After she and Carlton had gone to their room and changed clothes, Priscilla said, “Please, Carlton. I want to see the falls.”
With much excitement, again she said, “Please, Carlton. I want see the falls.”
Carlton was so surprised at the extent of her excitement that he stopped leafing through his tour packet of coupons for a safari and a tour of Victoria Falls. “Okay, Missy. Let’s go.” He had never before seen her so excited.
She continued to insist that they leave: “Now, I want to go now.”
So Carlton took out the two tickets to the falls, and the couple left their hotel suite and caught a hotel van to Victoria Falls. So much for the safari and the tour that I arranged, Carlton thought, as he later shared with her.
Twenty minutes later, they arrived at the falls. They got out of the hotel van, joined several other eager tourists, handed the attendant their tickets, and walked down a steep hill to get a closer look at the three massive, gushing cataracts which were much taller and wider than Niagara Falls, near Priscilla’s home, Prendergast, New York.

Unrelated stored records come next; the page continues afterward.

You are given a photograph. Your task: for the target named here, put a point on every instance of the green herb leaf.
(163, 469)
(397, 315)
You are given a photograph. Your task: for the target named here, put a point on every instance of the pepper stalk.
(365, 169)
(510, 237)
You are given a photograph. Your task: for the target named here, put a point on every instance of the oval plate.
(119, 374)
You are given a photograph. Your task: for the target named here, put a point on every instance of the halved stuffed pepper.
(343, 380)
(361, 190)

“And to think my family used to think it was big deal to take everyone visiting us to see Niagara Falls!” she exclaimed. “Wait’ll they get a load of this!”
Next, they hurried over to the imposing statue of Scottish missionary and explorer David Livingstone, which overlooked the falls he had renamed to honor Britain’s Queen Victoria in 1855. There, Priscilla overheard a tour guide: “Long before Europeans set eyes on the waterfalls, local tribesmen had already named them ‘Smoke that Thunders’ or Mosi-oa-tunya.”

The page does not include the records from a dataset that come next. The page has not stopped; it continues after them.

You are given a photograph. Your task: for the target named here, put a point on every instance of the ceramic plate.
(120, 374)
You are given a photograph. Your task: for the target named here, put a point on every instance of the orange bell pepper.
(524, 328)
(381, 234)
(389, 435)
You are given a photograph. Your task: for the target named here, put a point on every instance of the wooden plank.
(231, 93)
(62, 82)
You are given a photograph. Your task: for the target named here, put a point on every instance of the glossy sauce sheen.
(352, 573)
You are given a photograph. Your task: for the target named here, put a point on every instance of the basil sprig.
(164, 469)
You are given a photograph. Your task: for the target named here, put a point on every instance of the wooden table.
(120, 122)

Later that evening, the couple walked the grounds of the impressive resort. They occasionally overheard some of the guests laughing out loud at the sound of someone screaming. Some of the other guests had left their windows and doors open, and some monkeys had entered their rooms. Magnificent peacocks also paraded about the grounds.
Back in the dining area, Priscilla and Carlton, along with the other guests, looked down onto a watering hole and watched elephants as they bathed. Priscilla listened to some of the people talking and noticed that they were from many different countries. Their accents gave them away, so most of the time, she and Carlton whispered to keep the other guests guessing their nationality.

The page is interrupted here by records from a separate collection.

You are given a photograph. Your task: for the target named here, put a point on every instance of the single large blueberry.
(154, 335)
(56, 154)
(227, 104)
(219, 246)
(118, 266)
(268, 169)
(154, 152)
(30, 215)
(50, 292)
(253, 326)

“Oh, Carlton, this place is as magnificent as you described it,” she said. “My God, this is beautiful country.”
“Oh, Missy, it’s so good to see you back at yourself again. I’ve missed you so much.”
“And I, you.”
Just then several other couples made their way to the dance floor. Simon and Garfunkel’s popular “Bridge over Troubled Water” was playing through loudspeakers. “Come, let’s dance,” Carlton said. “That’s a beautiful love song.” Both he and she were familiar with the lyrics:
When you’re weary, feeling small,
When tears are in your eyes,
I will dry them all.
I’m on your side.
Oh, when times get rough.
And friends just can’t be found.
Like a bridge over troubled water,
I will lay me down.
Like a bridge over troubled water,
I will lay me down.
When you’re down and out.
When you’re on the street.
When evening falls so hard, I will comfort you.
I’ll take your part.
Oh, when darkness comes,
And pain is all around,
Like a bridge over troubled water,
I will lay me down.
Like a bridge over troubled water,
I will lay me down.
Sail on silver girl, sail on by.
Your time has come to shine.
All your dreams are on their way.
See how they shine.
Oh, if you need a friend,
I’m sailing right behind.
Like a bridge over troubled water,
I will ease your mind.
Like a bridge over troubled water,
I will ease your mind.
As he held her close, all that Carlton could think about was how much he wanted Priscilla to know that he loved her, and that he wanted to be her “bridge over troubled water.”
So the couple danced and danced and danced.
Then, when they returned to their suite, Priscilla noticed for the first time that Carlton’s personal effects were there. As he disrobed, she said, “Am I so jetlagged I didn’t realize we were in the same suite?”
“And?”
“Oh, no problem, I just can’t get over how long it’s been. I mean, I haven’t—” She was overtaken by sorrow.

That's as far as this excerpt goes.